A mixture of concentrate is poured into the residue of molten gold in a crucible at the Norton Gold Fields Ltd in Kalgoorlie, Australia. The company is controlled by Zijin Mining Group, the world's biggest gold producer by market value. [Photo/Agencies] |
Chen Jinghe, chairman of Zijin, said that the company is still weighing the possibilities for acquisitions but declined to provide any detailed information.
"Chinese mining companies should 'go out' and compete in the global market as many undervalued mines present a good buying opportunity," he said.
Chen said his company's major focus in overseas assets are gold and copper, especially for large mines with reserves of above 100 metric tons for gold and 1 million metric tons for copper.
Currently production from its overseas gold assets accounts for 20 percent of the company's total output, while profit generated from the gold mines accounts for 10 percent.
Profits in mining industry have been declining since 2012 due to a sharp fall in the prices of mining products such as coal, iron ore and copper due to oversupply.
That decline has expanded from 17 percent in 2013 to 57 percent during the period from January to August this year, official data from the National Bureau of Statistics showed.
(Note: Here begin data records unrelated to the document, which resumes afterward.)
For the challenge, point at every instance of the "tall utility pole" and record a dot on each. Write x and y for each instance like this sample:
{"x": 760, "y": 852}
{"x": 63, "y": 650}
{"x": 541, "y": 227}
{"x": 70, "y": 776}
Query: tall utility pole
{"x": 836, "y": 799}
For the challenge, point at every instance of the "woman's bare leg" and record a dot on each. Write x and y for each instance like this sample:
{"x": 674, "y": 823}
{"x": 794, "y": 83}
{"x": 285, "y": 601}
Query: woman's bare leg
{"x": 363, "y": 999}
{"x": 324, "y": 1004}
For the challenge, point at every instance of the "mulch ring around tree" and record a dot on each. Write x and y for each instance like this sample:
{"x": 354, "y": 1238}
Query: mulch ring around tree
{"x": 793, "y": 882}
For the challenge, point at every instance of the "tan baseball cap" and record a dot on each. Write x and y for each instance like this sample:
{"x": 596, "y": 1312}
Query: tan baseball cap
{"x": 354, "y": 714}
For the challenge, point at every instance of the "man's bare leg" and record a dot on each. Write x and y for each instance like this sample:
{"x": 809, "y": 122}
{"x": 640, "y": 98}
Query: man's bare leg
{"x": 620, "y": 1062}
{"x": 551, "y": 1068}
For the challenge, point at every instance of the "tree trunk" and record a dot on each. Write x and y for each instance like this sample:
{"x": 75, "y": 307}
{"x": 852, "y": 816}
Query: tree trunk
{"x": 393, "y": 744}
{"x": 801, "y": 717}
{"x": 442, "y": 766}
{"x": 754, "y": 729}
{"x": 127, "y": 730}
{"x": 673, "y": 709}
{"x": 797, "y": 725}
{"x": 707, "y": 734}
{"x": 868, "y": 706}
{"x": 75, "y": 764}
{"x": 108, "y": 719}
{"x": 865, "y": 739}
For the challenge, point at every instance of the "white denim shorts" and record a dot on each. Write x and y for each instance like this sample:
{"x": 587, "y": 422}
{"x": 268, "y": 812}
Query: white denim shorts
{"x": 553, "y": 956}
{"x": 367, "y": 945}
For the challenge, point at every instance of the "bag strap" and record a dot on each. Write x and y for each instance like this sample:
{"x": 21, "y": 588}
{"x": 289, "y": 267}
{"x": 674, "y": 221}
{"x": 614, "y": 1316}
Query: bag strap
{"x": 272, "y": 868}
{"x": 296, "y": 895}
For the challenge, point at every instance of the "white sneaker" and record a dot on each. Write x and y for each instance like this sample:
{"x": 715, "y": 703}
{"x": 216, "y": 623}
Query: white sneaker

"Prices of mining products will fluctuate at the current level for the next three to five years," he said. However, experts said the tough times are not that bad, as it can be an opportunity for an industrial consolidation and for strategic, profitable acquisitions.
Keith N. Spence, president of Global Mining Capital Corp, which is engaged in private equity investments and M&As in the mining sector, said that it is a tough period for the industry due to bankruptcies of companies and unemployment of miners.
Zijin's gross profit margin has been about 40 percent in recent years, due to its strategic planning, Chen said. The company, which is China's second-largest copper producer and a major zinc producer, has been active in overseas investment since 2005.
In August, it completed an investment about 1.8 billion yuan ($283 million) to acquire a 50 percent stake in a Papua New Guinea gold mine, owned by Toronto-based Barrick Gold Corp, which is expected to generate 15 to 16 metric tons of gold per year.
In May, the company unveiled two acquisitions for more than $700 million, one in Papua New Guinea and one in the Democratic Republic of Congo. It controls or has interests in existing mines in Australia, Russia, Tajikistan and Kyrgyzstan.